The message of burgeoning excess supply next year was also emphasized by Keisuke Sadamori, the International Energy Agency's Director of Energy markets and Security, who spoke at the IAEE conference earlier.
Fesharaki said the key question was whether there was a limit to US Light Tight Oil production, noting that past expectations of how much LTO the US could produce had already been surpassed.
If there was a limit, he argued, then OPEC's production cuts would eventually have their desired effect. If there was no real limit in the short term, or there was a boom in shale oil production in Argentina, then OPEC's strategy would fail, he warned.
Fesharaki said there was still excess oil on the market, despite OPEC's recent decision to rollover its production cuts, extending them by nine months from end June this year to end March 2018.
Next year the surplus will grow owing to increases in US LTO output and rising Nigerian, Libyan and Kazakh production, while Russia, he said, remained a wildcard, as a result of an expected rise in upstream investment in the country.
Both Russia and Kazakhstan are participants in the OPEC/non-OPEC pact to cut almost 1.8 million b/d from the market over the first six months of this year, and extend that level through to end March 2018.
FOCUS ON SAUDI ARABIA
Fesharaki said that within OPEC, only Saudi Arabia had the capacity to implement deeper cuts. "It's for Saudi Arabia to decide. Are they going to cut more because they think the number [of barrels the US can produce] is limited, or do they think the number is unlimited?" he asked.

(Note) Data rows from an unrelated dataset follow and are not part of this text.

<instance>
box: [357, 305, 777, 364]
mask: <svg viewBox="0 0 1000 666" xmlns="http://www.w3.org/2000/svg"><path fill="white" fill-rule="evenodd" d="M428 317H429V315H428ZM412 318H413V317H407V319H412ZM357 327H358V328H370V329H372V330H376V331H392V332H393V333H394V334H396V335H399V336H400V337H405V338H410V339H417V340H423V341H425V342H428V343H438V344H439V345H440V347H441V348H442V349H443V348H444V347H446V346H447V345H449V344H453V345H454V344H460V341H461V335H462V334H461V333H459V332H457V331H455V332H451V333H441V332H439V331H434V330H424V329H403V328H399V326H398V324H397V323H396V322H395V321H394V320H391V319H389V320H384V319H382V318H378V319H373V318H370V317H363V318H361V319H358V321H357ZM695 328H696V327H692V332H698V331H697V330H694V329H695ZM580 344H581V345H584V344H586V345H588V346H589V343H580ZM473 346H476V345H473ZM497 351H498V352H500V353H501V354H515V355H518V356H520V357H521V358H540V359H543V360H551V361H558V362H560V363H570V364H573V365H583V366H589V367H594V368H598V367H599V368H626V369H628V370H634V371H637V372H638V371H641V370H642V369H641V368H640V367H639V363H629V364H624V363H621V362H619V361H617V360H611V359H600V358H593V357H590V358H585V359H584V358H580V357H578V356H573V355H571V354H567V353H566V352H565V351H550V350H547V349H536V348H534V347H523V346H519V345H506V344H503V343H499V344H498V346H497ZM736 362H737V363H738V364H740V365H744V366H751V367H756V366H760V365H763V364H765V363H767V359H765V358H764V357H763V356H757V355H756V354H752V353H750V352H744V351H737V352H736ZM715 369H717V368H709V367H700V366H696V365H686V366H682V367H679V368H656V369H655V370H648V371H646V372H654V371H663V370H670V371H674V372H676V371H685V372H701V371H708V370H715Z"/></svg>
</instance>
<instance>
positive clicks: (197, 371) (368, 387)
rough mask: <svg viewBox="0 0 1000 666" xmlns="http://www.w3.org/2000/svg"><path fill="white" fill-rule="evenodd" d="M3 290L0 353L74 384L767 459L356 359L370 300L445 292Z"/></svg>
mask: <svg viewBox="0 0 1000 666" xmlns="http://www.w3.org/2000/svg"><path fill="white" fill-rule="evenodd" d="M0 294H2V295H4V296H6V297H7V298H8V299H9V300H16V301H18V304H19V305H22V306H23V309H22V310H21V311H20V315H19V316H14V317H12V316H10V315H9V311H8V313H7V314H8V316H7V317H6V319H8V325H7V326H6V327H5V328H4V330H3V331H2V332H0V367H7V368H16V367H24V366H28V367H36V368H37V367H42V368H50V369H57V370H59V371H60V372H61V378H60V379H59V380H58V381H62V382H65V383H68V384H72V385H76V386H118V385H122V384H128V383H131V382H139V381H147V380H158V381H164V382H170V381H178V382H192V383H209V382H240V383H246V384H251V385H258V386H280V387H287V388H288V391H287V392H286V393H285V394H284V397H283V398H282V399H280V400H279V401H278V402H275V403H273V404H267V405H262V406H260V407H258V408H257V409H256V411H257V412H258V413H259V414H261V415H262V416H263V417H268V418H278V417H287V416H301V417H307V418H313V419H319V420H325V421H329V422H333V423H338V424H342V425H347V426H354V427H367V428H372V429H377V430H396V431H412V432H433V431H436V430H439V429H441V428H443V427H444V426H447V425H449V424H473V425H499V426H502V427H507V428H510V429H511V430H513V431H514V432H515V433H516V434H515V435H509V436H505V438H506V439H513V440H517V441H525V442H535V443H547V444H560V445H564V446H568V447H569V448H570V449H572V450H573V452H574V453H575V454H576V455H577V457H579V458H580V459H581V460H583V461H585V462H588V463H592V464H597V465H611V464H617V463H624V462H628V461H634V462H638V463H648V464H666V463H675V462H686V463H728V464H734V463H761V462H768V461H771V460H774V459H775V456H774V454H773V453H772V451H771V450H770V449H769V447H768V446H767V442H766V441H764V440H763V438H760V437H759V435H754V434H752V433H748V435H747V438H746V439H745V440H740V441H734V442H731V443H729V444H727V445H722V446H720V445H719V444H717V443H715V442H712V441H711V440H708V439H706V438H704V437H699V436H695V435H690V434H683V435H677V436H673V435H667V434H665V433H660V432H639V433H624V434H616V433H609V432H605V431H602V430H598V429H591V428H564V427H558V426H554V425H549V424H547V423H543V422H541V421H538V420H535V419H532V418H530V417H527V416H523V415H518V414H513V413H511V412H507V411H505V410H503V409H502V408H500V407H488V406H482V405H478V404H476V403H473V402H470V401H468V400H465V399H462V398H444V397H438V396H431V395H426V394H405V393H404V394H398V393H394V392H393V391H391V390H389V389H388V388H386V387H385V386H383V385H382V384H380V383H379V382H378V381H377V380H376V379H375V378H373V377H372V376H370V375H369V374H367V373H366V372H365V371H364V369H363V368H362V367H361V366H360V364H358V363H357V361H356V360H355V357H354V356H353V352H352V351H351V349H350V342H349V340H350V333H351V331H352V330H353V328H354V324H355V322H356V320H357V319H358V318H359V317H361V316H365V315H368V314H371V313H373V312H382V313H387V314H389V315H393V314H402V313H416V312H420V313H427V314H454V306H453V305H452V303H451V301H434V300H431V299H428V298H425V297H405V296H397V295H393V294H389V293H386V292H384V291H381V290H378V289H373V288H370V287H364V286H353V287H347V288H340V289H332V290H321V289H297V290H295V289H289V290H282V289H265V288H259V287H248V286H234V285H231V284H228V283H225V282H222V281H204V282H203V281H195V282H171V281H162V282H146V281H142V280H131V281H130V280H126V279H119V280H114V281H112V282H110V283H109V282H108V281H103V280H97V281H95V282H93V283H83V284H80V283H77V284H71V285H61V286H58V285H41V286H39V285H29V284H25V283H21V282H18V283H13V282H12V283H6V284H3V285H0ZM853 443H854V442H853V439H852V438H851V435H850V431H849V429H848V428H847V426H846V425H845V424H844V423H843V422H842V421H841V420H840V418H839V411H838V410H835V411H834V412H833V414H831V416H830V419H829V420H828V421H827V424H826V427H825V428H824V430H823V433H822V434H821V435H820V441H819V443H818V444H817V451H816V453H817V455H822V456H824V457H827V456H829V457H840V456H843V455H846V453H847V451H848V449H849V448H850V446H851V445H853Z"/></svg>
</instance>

"If Saudi Arabia believes there is a limit to US production, they will cut... critical decisions will have to be taken [by Riyadh] in the middle of next year or towards the end of next year," he said.
Widhyawan Prawiraatmadja, from the Governing Board of the Indonesian Institute of Energy Economics, provided an insight into recent OPEC meetings, saying there was no single cohesive viewpoint within the organization.
He noted that the group of OPEC producers within the Gulf Cooperation Council has not dismissed a return to the organization's "market share" strategy, which was initiated by Saudi Arabia in October 2014 but abandoned in October last year.
He said Iran could cope with such a strategy, but it would leave many other members of OPEC "very disappointed".